So I first encountered your writing years ago when a friend of mine gave me Love and Salt. And my first thought was, how did I not meet this woman? Because our time in Pittsburgh overlapped. And I was really sorry about that fact. And I also recognized in your writing a kindred spirit on a lot of levels, but not the least of which was this real identification with place and the way that place shapes us physically, psychologically, socially, and spiritually. And you do write about Pittsburgh some in Love and Salt, but the place that you keep coming back to is New Orleans. can you describe what it was like growing up in New Orleans?

Jessica:

Yeah, I mean, I was really fortunate to grow up there, because it's magic, and you're just steeped in a sort of enchanted religious environment that doesn't exist anywhere else that I know of, at least in the United States. You know, your life is ordered to the liturgical year, whether or not you're Catholic. And pretty much everyone is Catholic. Even, we used to say, even the Baptists are Catholic. My grandmother was Baptist, and she called herself Batholic. there's this real, I don't know, fluidity among the Christian traditions. There wasn't this dividing wall between Catholicism and Protestantism for me, growing up. It was just all kind of part of the stew, along with voodoo traditions, superstition, Mardi Gras parades with Greek gods on the floats. So just kind of growing up in that, I think it was so important to my imagination and that even though, you know, I didn't grow up in a family of intellectuals or readers. I’m the first person in my family to go to graduate school and only the second to go to college. So I think it just awakened some kind of an intellectual interest in the imagination and religion.

So that's the first thing I would say.

Elise:

Yeah, and I think that that idea that your imagination was brought alive by a place is so important for a life of faith. That imagination actually is crucial to kind of thinking about our faith lives. Do you have other reasons why you think New Orleans won't let you go, or to ask the question another way, why you don't want to let go of New Orleans in your thinking?

Jessica:

Well, primarily it must be because it's where my mother was born and raised in where she's buried. So I have this deep connection to the place as the home of my mother and the place that I feel most connected to her. But I also am really interested in the idea of a place having a sort of presiding spirit or character, which is, you know, comes from the Latin genius loci.

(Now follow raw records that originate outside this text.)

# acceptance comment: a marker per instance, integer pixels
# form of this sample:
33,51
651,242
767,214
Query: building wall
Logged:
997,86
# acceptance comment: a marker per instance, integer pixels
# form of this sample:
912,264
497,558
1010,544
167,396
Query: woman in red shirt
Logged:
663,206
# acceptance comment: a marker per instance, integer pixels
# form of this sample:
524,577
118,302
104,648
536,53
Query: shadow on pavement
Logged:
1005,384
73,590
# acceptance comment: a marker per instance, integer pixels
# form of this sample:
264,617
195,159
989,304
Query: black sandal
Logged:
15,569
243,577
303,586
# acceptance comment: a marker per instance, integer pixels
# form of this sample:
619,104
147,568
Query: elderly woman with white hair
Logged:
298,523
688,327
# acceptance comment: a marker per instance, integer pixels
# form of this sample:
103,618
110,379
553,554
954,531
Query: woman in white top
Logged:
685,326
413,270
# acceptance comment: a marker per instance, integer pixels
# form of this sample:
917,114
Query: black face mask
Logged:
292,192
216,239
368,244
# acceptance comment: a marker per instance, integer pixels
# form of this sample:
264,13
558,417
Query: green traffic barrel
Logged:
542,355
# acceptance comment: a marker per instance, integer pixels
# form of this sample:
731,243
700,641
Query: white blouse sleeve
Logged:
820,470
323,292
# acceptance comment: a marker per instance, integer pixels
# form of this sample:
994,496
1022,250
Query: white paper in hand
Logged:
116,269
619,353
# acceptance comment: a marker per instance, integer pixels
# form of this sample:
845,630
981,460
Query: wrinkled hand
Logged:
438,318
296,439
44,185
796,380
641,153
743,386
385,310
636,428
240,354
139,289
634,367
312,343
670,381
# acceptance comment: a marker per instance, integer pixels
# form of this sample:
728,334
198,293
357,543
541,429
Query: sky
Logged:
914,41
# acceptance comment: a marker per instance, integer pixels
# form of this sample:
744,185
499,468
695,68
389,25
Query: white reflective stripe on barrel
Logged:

I've been looking into the idea that certain places have unique qualities, not just in terms of their geography, but in how they impact our imaginations and our character when we live there. Which, I came to this conclusion because I went through this really strange obsession with 1970s British horror movies about, yeah, about rural religion and its connection to rural landscape and how, when those traditions are forgotten, somehow, the land carries on the tradition, even without the people. So you can still offend the tradition of a place even when the people aren't practicing it anymore. So that gets into, you know, a lot of pagan religion, and the idea that there's a God or a deity in charge of a place.

But I kind of like thinking about it in those terms, because I've moved so much and I've written and so much about feeling disconnected from the land. And I wanted to really deliberately try to reconnect with the places that I've been moving to. And I mean, I move like every two years, just because, I don't know why. I mean, I think I was cursed with an academic itinerant lifestyle. And I never end up getting back to New Orleans. I just keep relocating to random places across the country. And they have more often than not been rural because that's where arts communities are, and liberal arts colleges.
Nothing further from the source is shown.